Speaking of the notepad, I use it for everything from sermon notes to product information. The calendar serves for other notes. The only
drawback is I don’t have them sorted by category—yet. I downloaded Quick Office
(what I call iPad Open Office) and have our home address book there too. In
addition to email, Facebook and other methods of holding information; I have
our home address book and my Class of 1971 excel spreadsheets I can bring up if
I am not in a hot spot. I can foresee a day when I copy the notes from the
Notepad to a document in Open Office and file from there. The possibility is
there; I have not arrived yet.
In short, this is the ultimate Day Planner for me, along
with a camera, a “boombox,” (there is no booming going on anymore), and many of
the books that are important to me. Games? Maybe someday. I have one game—so
far—for the grandchild. Movies? I can see myself downloading a classic maybe;
something like the Sound of Music that we watched on TV every year back in the
day.
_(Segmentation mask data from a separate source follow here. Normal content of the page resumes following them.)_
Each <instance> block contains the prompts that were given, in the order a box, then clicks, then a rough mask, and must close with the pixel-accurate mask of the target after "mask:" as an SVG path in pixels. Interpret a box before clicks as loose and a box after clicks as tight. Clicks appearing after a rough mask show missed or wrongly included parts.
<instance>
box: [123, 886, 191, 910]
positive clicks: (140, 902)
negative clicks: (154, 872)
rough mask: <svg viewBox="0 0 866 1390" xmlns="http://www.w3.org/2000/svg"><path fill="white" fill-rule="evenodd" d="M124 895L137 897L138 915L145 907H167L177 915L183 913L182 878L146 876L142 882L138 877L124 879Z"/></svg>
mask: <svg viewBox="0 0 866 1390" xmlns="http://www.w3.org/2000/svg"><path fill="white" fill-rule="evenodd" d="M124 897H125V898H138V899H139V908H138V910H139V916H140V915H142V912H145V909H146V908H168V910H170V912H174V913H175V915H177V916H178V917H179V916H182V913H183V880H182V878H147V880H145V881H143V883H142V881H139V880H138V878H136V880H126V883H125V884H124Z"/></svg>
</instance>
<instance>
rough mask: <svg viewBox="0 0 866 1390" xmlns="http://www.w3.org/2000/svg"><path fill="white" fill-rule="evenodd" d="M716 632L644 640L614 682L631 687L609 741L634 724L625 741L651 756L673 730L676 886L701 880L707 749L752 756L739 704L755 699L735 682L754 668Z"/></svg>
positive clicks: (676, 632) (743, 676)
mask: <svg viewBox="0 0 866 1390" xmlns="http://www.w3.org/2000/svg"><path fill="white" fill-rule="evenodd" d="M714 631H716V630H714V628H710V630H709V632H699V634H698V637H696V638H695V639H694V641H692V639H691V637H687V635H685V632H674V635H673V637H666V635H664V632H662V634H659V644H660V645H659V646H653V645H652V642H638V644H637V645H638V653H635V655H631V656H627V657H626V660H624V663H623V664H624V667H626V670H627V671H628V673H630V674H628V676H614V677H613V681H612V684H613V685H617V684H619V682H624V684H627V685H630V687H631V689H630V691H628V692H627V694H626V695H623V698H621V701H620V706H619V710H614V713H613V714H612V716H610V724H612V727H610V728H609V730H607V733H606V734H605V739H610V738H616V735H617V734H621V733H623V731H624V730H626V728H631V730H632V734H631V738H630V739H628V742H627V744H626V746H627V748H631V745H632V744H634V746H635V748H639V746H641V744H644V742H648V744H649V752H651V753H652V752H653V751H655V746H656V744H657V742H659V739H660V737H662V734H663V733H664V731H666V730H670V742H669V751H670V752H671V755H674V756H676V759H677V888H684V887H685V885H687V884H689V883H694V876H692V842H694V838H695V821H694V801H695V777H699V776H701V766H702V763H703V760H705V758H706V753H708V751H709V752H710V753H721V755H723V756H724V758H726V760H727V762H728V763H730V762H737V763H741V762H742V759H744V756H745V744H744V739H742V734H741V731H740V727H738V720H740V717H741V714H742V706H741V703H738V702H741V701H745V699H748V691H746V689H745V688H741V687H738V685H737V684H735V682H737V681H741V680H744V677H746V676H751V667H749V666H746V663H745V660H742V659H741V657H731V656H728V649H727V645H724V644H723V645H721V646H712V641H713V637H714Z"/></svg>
And I freely realize there are
things yet to be invented!
I know people that are quite happy with their Kindle Fire,
but I think this iPad is the best thing since sliced bread! MY ultimate Day
Planner!


I bought an iPad, but I tok it back because I couldn't see a reason for it in my life (my iPhone, two laptops, and two desktop computers being sufficient!). But I appreciate that others find it very useful.
ReplyDeleteOh, and btw, in regular, old-fashioned English, "impact" is not a verb, unless it's something that happens to your wisdom tooth. :)
I should rephrase that. Influenced. I have heard that word used so much, but like a lot of words in our language, common vernacular is wrong.
DeleteThe iPad serves well when I can't carry the computer around and won't have a smart phone (in the near future). Your iPhone does that for you and that is good. Of course, I could be mean and talk about how much easier it is to read something on the iPad (for me anyway).